Sunday, March 15, 2015

Dark side of Japan revealed in film about Internet cafe living

Before Junichiro Koizumi was elected Prime Minister employment in Japan was stable, with a majority of those seeking full time work finding and those holding part time or temporary positions were either high school or university students the culture of temporary work and contracts didn't exist and then Japan's labor laws were amended in 2004 and the a large portion of the work force became temporary workers.  While the situation wasn't great, people were able to survive.

That changed with the 2008 financial crisis. Suddenly all those temporary workers became redundant and with it came an unstable and  untenable employment climate.  Which led to the birth of the internet culture which exists in Japan today.  Low wages and poor working conditions will do that.

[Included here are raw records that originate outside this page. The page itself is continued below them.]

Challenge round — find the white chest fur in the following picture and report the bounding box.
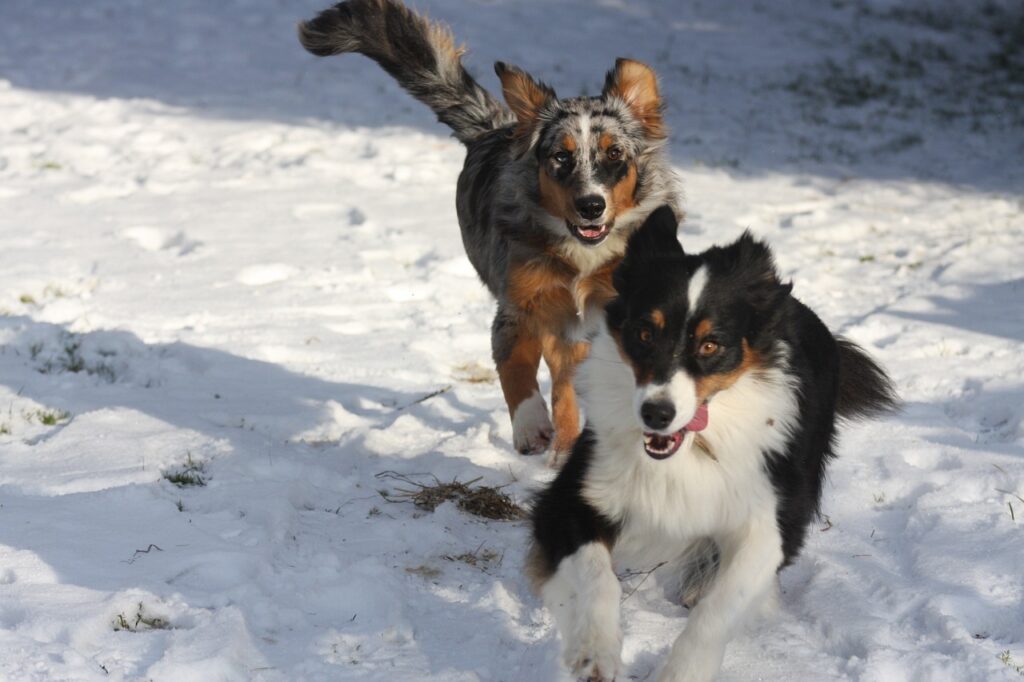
[576,326,800,553]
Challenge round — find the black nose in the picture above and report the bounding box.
[575,195,606,221]
[641,400,676,431]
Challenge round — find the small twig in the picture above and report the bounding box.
[820,516,833,531]
[395,385,452,411]
[996,488,1024,504]
[375,470,439,487]
[332,493,382,511]
[619,561,667,602]
[123,544,163,564]
[851,554,872,558]
[1010,502,1016,522]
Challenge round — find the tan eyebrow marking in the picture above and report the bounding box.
[650,309,665,329]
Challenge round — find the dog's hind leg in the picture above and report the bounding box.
[492,310,552,455]
[541,542,622,682]
[663,538,720,609]
[541,333,589,467]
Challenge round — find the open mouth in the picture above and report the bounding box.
[568,221,611,244]
[642,403,710,460]
[642,431,685,459]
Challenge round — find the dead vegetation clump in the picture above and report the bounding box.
[404,564,442,580]
[163,452,207,488]
[444,542,503,573]
[452,361,498,384]
[112,602,170,632]
[375,471,525,521]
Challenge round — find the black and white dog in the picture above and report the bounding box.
[527,206,896,681]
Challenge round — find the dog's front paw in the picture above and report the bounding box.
[568,647,620,682]
[564,622,622,682]
[516,424,553,455]
[656,663,717,682]
[656,633,724,682]
[512,392,553,455]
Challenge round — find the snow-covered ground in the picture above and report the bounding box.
[1,0,1022,680]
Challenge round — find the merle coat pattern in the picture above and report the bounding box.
[299,0,681,464]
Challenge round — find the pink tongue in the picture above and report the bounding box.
[685,403,709,432]
[579,226,604,238]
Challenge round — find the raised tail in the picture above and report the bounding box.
[298,0,514,143]
[835,338,899,420]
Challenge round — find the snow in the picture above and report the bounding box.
[0,0,1021,680]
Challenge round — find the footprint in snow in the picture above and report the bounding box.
[291,203,367,226]
[121,227,201,256]
[62,181,138,204]
[236,264,298,286]
[944,379,1023,444]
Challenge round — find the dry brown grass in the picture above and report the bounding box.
[376,471,525,521]
[452,361,498,384]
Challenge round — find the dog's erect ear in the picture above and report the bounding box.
[602,58,665,139]
[725,231,792,338]
[495,62,556,138]
[613,205,683,294]
[627,205,684,260]
[730,231,781,291]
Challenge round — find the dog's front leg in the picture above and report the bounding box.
[542,542,623,681]
[657,515,783,682]
[492,310,552,454]
[541,333,590,468]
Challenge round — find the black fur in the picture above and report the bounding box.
[528,429,620,579]
[836,338,899,420]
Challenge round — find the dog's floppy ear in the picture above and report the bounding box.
[495,62,556,139]
[602,58,665,139]
[612,205,683,294]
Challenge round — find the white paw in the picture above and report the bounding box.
[512,391,553,455]
[565,629,622,682]
[657,632,724,682]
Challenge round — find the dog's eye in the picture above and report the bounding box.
[636,325,654,344]
[607,146,624,161]
[552,151,571,165]
[698,341,720,357]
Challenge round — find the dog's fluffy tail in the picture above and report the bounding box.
[835,338,899,420]
[298,0,514,143]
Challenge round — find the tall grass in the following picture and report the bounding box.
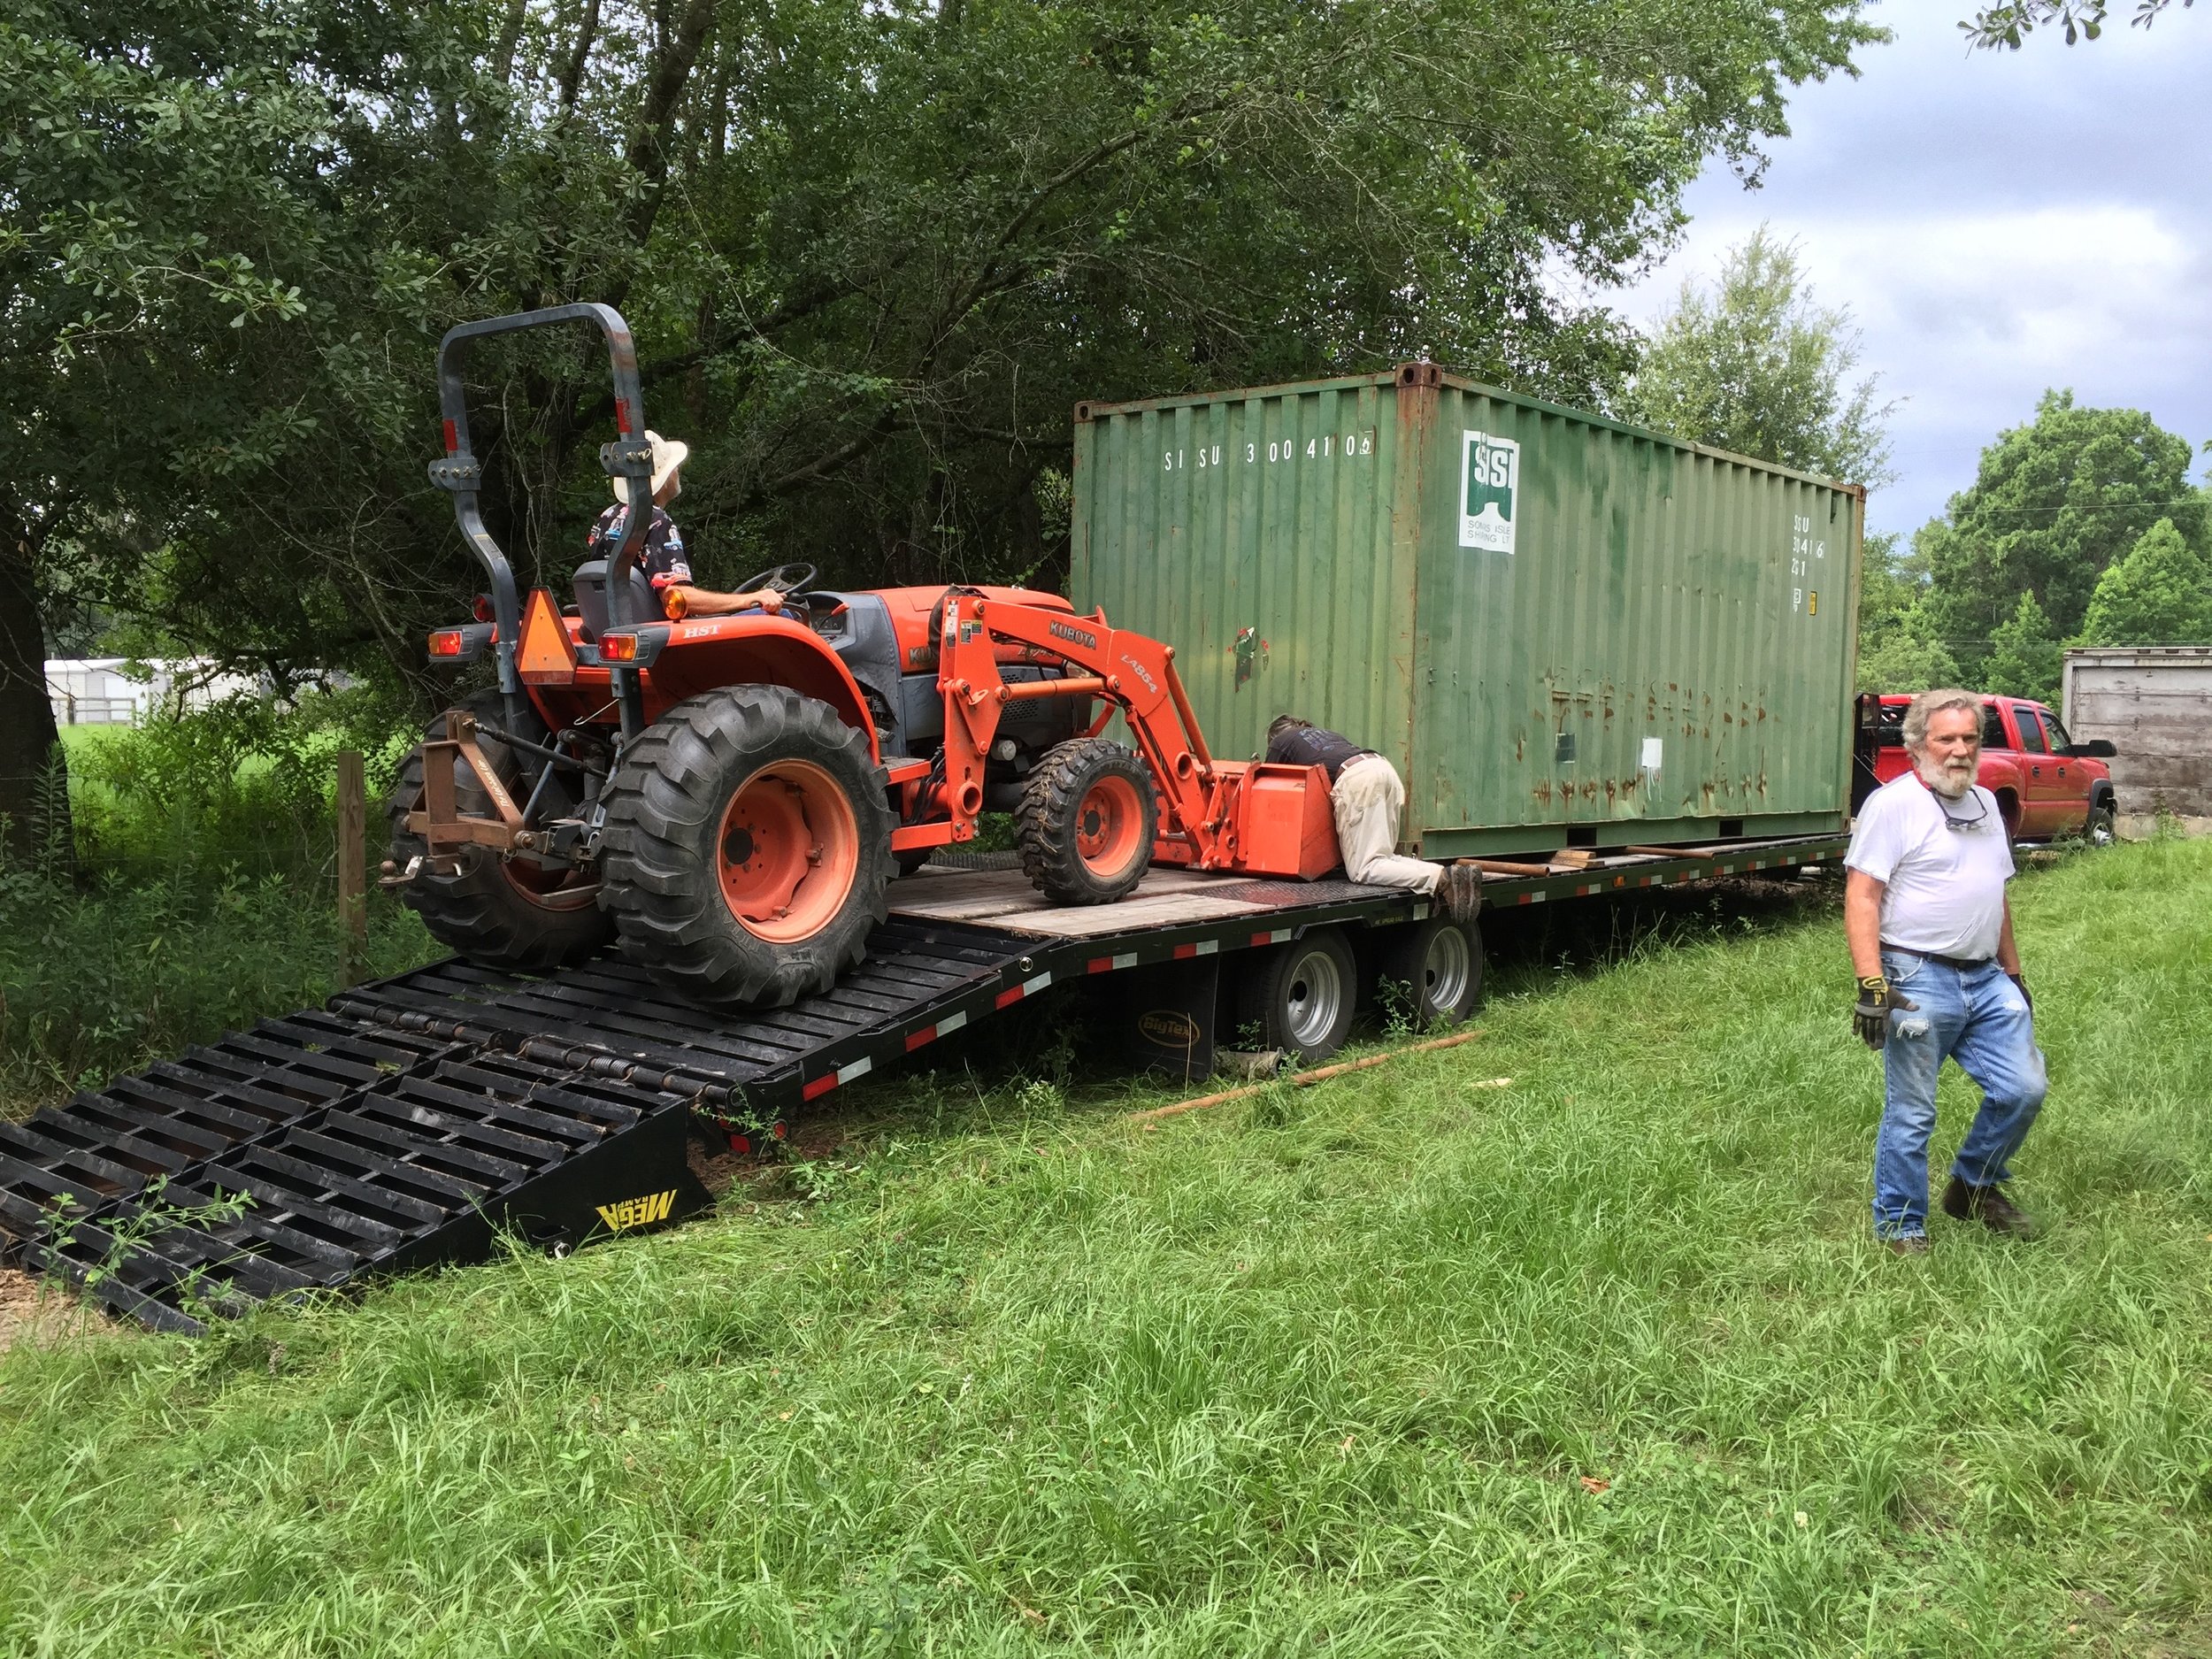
[2,839,2206,1655]
[2,691,438,1114]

The bleak and unforgiving existence of Japan's salarymen and part-time workers, who often live in Internet cafes to save on rent, is difficult to describe, but one filmmaker has done a great job of giving us a brief peek.
Net Cafe Refugees is a short 10-minute documentary that plunges the viewer into the world of 24-hour Internet-connected cubicles that serve as makeshift living spaces for many Japanese living on the edge of society.

If you've ever wondered if some of those film depictions of futuristic, dystopian cities will ever come to fruition, you need look no further than the dark, broadband-connected caves shown in director Shiho Fukada's film.

One part-time construction site worker is shown spending his time between monotonous work shifts and Internet cafe existence by chain smoking and staring listlessly at a computer screen surrounded by black walls draped with wires. Another man admits that he has lived in an Internet cafe for four months, after quitting his job as a computer systems manager at a credit card company.